Deserdado por seu pai adotivo, o escocês John Allan, o jovem Edgar Poe se mantinha precariamente com a publicação de trabalhos literários em jornais e revistas. Suas tentativas iniciais de firmar-se como poeta fracassaram inteiramente, mas seu conto Manuscrito Encontrado numa Garrafa valeu-lhe o prêmio de US$ 50 num concurso organizado pelo Saturday Visitor, de Baltimore, em 1833. Suas narrativas ficcionais, inaugurando um novo gênero literário em que predominavam o mistério e o terror, logo o tornam conhecido nos meios jornalísticos e já em 1835 ei-lo feito redator do Southern Literary Messenger, de Richmond. Hoje são conhecidos 69 desses contos, alguns publicados posteriormente à sua morte em 1849. A primeira tentativa de apresentá-los em livro data de 1839 (ou 1840) com o título de Tales of the Grotesque and Arabesque, reunindo 25 dessas histórias, organizadas então em dois volumes. Em 1845, Poe finalmente firma seu nome de poeta com a publicação de O Corvo, cujo êxito lhe permite ascender na escala social e o faz redator-chefe e depois proprietário do Broadway Journal. Em 1856, Charles Baudelaire publica pelo editor Michel Lévy, em Paris, as Histoires Extraordinaires, com a tradução de 13 contos de Poe, precedidos de um estudo sobre a sua vida e obra. O livro concorre definitivamente para firmar o nome de Poe no continente europeu, onde se tornou mais conhecido do que em sua própria terra.
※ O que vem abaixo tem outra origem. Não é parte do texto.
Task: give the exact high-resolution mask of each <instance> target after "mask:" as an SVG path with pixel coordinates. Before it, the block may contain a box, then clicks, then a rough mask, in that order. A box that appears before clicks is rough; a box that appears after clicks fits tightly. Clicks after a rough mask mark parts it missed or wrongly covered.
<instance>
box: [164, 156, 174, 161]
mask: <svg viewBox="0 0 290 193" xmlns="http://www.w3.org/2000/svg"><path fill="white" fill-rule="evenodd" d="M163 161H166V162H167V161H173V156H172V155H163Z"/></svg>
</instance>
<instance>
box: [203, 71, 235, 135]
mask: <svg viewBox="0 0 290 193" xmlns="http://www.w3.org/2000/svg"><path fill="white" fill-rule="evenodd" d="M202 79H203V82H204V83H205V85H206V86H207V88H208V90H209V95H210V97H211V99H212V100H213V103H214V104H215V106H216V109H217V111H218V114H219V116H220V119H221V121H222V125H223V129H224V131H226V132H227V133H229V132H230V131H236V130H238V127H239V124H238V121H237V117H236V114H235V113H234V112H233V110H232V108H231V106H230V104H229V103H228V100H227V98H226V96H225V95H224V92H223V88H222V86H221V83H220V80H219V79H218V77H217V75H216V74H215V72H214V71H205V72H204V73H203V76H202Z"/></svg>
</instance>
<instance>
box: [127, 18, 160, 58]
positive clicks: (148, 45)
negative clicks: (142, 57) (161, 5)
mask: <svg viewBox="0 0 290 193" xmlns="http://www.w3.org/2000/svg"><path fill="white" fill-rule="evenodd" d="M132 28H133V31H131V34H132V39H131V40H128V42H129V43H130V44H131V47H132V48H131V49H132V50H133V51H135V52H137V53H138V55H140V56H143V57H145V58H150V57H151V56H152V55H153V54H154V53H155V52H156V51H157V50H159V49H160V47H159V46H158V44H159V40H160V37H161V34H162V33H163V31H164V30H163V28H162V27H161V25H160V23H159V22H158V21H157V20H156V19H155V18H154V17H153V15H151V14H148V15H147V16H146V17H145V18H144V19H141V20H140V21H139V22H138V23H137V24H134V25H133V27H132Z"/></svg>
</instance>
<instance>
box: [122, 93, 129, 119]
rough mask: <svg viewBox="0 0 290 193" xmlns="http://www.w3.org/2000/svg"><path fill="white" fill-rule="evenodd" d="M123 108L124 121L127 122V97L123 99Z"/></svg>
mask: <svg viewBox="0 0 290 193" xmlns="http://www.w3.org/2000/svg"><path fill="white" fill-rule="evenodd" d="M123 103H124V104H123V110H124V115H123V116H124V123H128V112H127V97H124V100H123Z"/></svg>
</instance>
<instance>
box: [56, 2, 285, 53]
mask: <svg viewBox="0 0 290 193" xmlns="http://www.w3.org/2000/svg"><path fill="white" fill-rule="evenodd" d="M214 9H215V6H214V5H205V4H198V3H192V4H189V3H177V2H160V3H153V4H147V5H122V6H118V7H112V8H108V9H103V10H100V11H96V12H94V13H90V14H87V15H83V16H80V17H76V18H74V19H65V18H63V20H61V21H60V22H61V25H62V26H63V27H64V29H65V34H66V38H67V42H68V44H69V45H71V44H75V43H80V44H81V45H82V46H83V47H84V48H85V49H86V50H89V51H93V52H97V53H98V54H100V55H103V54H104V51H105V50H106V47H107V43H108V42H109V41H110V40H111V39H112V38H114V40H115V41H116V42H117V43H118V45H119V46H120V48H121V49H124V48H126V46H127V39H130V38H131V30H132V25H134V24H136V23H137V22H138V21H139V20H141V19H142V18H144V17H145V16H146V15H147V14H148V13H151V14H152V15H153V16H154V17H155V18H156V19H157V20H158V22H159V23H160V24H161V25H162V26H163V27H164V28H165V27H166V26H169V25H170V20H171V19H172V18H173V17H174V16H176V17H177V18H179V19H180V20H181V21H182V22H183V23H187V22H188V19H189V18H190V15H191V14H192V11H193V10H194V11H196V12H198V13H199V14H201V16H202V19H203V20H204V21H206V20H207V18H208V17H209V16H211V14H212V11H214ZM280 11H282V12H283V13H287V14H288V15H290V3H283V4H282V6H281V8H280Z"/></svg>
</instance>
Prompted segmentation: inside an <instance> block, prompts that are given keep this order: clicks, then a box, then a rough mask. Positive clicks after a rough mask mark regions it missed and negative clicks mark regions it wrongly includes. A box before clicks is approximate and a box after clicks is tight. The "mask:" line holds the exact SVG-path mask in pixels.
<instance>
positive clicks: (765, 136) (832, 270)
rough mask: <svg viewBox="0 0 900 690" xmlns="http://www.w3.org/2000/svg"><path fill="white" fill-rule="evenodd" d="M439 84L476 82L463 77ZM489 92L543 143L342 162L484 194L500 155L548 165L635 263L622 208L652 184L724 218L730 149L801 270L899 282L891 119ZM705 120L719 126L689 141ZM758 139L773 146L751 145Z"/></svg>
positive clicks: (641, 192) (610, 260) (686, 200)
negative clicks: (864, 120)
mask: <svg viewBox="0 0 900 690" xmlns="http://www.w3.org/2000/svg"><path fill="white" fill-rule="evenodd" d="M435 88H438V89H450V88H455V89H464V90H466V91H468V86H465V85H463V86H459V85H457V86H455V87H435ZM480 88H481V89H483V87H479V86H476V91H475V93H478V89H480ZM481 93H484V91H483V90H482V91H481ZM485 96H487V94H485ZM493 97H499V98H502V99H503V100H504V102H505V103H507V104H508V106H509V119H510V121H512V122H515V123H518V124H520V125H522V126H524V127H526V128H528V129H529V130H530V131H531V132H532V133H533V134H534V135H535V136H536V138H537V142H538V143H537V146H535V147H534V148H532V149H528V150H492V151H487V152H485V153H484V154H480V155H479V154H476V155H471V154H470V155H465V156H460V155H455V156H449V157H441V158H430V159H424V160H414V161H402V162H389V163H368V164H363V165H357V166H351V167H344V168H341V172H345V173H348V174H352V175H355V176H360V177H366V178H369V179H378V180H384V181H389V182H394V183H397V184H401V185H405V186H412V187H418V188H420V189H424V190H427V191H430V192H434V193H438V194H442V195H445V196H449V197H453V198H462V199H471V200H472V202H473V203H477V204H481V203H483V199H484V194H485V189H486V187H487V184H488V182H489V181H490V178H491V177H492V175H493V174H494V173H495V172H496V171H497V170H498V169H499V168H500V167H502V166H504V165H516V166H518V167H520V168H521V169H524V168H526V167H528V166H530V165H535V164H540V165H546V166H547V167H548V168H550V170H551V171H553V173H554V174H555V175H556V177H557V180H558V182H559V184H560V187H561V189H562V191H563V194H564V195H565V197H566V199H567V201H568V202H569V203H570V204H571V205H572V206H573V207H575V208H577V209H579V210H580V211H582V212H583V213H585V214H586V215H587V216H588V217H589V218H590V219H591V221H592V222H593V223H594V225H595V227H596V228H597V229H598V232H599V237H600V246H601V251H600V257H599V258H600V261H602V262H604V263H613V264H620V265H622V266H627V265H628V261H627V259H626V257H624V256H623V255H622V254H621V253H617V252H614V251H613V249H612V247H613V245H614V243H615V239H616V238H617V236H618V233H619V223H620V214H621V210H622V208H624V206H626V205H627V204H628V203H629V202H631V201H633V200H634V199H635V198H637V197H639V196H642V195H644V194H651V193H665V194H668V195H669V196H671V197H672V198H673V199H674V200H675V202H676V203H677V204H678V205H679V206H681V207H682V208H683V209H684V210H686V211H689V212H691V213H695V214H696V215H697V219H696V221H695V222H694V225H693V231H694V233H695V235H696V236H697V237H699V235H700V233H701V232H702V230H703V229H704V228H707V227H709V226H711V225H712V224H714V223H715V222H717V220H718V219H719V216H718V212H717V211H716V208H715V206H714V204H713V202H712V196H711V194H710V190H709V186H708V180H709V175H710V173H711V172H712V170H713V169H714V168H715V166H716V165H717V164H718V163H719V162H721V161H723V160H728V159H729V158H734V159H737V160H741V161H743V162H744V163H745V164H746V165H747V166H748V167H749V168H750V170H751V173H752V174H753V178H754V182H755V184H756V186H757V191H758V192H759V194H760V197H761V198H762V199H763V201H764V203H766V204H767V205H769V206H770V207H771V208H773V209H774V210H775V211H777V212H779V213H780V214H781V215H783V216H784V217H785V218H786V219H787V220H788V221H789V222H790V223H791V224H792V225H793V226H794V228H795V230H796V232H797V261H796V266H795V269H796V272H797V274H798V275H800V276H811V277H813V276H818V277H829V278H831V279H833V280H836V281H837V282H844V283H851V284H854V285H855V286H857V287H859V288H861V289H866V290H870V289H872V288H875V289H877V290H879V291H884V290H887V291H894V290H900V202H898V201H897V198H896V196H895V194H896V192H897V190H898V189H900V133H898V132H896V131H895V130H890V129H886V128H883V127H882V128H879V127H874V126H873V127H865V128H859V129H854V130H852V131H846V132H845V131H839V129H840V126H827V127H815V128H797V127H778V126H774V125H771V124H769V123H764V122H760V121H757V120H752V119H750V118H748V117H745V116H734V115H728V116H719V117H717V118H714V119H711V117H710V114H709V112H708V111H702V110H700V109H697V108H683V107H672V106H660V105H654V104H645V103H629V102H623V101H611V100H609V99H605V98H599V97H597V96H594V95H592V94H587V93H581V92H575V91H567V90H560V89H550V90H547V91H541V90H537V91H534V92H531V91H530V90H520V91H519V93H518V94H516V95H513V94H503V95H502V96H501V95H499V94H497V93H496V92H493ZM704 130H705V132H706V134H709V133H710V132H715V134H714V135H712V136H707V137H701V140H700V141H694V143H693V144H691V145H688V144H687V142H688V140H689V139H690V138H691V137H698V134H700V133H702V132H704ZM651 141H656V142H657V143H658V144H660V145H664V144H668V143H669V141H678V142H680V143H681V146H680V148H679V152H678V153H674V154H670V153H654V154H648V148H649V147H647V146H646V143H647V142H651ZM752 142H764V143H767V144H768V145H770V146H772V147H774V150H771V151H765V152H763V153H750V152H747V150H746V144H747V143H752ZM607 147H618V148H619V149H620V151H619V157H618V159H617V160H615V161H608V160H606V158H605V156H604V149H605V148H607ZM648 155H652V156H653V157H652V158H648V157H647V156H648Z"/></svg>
No Brasil, a obra de Poe aparece pela primeira vez em 1903 sob o título de Novelas Extraordinárias, pela Garnier, provavelmente via Baudelaire; vem a seguir, e traduzida do inglês, a de Afonso d'Escragnolle Taunay, pela Melhoramentos em 1927, com o título de Histórias Exquisitas. Segundo a pesquisadora Denise Bottmann ("Alguns aspectos da presença de Edgar Allan Poe no Brasil", em Tradução em Revista, 2010/1, p. 01-19) há cerca de 15 edições dos contos de Poe entre nós com o título Histórias Extraordinárias, ou pequenas variantes, nenhuma das quais corresponde em conteúdo seja à das traduções de Baudelaire seja à editada pelo próprio autor. A mais completa edição dos contos entre nós é sem dúvida a da Nova Aguilar, de 1997, organizada por Oscar Mendes e Milton Amado, que compreende 66 dos 69 relatos até agora conhecidos.
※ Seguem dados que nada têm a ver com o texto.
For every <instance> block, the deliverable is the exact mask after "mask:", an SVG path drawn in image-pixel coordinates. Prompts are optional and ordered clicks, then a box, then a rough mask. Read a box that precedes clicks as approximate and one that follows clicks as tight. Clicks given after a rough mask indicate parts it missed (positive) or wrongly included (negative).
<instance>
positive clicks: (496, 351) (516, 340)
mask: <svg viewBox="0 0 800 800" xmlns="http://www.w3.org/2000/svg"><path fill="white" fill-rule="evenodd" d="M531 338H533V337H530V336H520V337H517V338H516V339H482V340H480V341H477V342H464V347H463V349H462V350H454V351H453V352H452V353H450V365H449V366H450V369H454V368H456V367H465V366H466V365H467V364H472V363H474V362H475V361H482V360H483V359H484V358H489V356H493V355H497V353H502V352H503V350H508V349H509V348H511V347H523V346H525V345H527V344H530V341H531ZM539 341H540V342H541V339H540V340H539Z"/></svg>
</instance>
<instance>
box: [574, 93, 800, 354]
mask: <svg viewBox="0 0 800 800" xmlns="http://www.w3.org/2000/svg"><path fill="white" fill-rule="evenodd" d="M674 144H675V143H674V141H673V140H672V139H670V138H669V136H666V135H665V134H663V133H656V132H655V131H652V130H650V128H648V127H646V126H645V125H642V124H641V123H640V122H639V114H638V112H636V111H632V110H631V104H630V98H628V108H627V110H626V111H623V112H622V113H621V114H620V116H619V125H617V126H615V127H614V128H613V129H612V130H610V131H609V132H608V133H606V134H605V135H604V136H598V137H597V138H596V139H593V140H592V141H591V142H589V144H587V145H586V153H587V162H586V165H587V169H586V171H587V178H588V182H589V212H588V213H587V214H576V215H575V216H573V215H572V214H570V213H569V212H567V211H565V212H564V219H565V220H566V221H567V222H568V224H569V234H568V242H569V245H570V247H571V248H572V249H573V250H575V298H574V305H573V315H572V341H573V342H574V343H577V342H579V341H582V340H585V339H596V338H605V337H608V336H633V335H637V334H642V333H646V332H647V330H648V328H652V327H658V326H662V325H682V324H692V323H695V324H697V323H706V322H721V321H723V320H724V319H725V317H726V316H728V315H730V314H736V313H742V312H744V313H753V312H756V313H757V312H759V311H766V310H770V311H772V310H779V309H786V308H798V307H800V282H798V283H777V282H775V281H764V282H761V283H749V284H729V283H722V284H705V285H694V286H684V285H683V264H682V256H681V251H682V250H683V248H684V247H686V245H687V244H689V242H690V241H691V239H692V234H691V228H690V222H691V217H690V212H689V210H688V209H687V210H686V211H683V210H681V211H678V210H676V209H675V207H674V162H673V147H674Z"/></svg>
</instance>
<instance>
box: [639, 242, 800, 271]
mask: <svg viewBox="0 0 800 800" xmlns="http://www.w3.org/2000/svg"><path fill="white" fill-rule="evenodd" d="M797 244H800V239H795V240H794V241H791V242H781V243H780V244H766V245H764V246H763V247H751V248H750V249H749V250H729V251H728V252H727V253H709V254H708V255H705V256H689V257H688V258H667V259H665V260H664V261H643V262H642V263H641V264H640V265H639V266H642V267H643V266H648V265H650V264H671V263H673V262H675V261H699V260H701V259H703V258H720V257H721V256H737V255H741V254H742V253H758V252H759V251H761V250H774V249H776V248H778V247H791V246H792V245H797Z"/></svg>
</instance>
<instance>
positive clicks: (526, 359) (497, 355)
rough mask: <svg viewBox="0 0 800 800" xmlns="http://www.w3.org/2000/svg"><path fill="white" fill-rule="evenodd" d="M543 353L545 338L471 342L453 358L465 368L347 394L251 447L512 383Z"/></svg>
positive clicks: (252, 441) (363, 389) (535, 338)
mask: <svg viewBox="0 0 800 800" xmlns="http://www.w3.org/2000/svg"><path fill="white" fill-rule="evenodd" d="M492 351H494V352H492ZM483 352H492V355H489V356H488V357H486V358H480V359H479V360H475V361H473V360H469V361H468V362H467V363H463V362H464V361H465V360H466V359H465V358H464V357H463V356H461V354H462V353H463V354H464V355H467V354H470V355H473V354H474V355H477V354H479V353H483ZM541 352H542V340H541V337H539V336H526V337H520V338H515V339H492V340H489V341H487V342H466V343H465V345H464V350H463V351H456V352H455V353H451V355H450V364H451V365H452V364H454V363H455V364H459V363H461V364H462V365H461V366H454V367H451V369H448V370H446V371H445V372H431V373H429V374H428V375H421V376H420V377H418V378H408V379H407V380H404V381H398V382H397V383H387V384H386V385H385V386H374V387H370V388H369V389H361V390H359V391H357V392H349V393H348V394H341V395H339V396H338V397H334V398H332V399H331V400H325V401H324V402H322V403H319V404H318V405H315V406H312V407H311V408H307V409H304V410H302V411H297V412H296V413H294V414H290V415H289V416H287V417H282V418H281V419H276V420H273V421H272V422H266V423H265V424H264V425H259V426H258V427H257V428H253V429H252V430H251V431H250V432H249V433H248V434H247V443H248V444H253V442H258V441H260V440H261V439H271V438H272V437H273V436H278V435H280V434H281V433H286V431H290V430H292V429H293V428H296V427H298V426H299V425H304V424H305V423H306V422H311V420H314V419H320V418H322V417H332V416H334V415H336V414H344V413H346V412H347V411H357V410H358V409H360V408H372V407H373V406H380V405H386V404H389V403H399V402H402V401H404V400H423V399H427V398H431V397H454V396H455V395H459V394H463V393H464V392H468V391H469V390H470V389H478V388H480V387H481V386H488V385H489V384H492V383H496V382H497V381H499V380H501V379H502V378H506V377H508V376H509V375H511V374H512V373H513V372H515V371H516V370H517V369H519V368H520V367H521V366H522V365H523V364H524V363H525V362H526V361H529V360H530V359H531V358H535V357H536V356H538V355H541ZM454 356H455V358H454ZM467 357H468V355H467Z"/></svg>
A partir de 1908, a edição original dos Tales of the Grotesque and Arabesque, de escolha do autor, deu lugar a Tales of Mystery and Imagination, organizada pelo editor Padric Colum, com o objetivo de apresentar as narrativas mais características de Poe e incluir relatos inéditos em livro. Em 1919, o editor londrino George Harrap, ainda com este título, publicou edição ilustrada por Harry Clake, então o artista gráfico mais famoso da época (embora visivelmente influenciado por Beardsley), que a partir de então tem sido modelo para as edições americanas e estrangeiras dos contos de Poe.
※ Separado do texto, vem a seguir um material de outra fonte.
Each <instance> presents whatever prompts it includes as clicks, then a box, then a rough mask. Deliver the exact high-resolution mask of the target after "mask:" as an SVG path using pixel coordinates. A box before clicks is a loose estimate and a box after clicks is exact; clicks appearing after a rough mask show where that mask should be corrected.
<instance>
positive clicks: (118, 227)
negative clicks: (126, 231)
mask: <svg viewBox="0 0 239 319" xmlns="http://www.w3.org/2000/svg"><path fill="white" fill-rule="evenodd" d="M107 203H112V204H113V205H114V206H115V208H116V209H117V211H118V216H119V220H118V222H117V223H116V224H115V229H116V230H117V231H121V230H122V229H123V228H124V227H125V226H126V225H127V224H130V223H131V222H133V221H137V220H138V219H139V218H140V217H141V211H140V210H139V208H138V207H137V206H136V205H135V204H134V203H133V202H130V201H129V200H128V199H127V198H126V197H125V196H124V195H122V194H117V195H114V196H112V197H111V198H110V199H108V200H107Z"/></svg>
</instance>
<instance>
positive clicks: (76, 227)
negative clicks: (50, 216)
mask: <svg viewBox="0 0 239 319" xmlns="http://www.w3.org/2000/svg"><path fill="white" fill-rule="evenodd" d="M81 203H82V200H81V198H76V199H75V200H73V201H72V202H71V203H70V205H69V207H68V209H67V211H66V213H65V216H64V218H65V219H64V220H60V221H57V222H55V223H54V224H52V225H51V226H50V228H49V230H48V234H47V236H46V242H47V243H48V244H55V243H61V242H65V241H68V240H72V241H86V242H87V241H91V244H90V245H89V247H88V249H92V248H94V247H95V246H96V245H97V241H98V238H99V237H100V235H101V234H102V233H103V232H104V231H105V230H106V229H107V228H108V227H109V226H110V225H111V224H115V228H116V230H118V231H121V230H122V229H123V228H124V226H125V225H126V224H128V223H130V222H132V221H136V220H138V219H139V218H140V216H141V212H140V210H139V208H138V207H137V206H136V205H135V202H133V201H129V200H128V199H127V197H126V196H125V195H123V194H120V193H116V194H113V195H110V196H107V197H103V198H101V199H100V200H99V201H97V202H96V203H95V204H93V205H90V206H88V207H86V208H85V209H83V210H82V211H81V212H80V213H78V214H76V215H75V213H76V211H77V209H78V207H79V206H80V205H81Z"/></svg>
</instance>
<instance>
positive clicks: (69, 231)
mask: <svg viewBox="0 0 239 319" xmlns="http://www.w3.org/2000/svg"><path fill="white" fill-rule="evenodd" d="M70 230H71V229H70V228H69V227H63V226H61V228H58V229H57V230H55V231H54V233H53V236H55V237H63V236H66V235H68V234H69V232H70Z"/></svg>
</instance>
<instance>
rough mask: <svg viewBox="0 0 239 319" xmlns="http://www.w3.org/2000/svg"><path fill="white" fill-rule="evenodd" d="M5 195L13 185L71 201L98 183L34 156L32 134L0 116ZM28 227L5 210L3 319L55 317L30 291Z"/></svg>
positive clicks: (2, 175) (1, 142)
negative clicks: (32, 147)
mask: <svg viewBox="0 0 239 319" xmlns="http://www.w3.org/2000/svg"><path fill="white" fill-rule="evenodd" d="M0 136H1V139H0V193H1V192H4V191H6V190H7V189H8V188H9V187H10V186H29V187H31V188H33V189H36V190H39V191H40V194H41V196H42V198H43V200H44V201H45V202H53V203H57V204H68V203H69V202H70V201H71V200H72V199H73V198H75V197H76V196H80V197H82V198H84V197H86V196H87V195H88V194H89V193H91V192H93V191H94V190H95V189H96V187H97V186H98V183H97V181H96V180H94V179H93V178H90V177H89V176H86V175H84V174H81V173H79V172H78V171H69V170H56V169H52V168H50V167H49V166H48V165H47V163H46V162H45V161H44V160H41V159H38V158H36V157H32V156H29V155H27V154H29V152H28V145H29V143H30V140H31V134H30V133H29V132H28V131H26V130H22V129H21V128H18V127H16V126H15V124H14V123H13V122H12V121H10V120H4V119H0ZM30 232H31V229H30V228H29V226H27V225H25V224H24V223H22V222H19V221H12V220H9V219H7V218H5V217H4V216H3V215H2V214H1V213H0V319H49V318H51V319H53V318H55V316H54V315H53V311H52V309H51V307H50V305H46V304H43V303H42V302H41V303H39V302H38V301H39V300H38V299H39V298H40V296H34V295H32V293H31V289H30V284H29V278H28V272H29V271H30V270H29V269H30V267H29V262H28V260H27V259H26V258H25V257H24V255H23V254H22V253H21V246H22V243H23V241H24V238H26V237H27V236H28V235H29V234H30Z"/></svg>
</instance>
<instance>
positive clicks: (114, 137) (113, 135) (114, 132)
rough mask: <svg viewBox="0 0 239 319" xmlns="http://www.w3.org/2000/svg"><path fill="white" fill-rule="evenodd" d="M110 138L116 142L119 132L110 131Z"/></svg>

Pois é essa edição ilustrada de Harrap/Clarke que a Tordesilhas nos apresenta agora, em capa dura e magnífica tradução de Cássio de Arantes Leite, contendo os 22 contos de Poe que se tornaram tradicionais (William Wilson, O Poço e o Pêndulo, Manuscrito Encontrado numa Garrafa, O Gato Preto, Os Fatos do Caso do sr. Valdemar, O Coração Denunciador, Uma Descida no Maelström, O Barril de Amontillado, A Máscara da Morte Vermelha, O Enterro Prematuro, O Encontro Marcado, Morella, Berenice, Ligeia, A Queda da Casa de Usher, O Colóquio de Monos e Uma, Silêncio - Uma Fábula, O Escaravelho de Ouro, Os Assassinatos da Rue Morgue, O Mistério de Marie Roget, O Rei Peste e Leonizando). Dada a qualidade gráfica, as expressivas ilustrações e principalmente a tradução rigorosa, esta edição ficará como referencial da obra contística de Poe em português.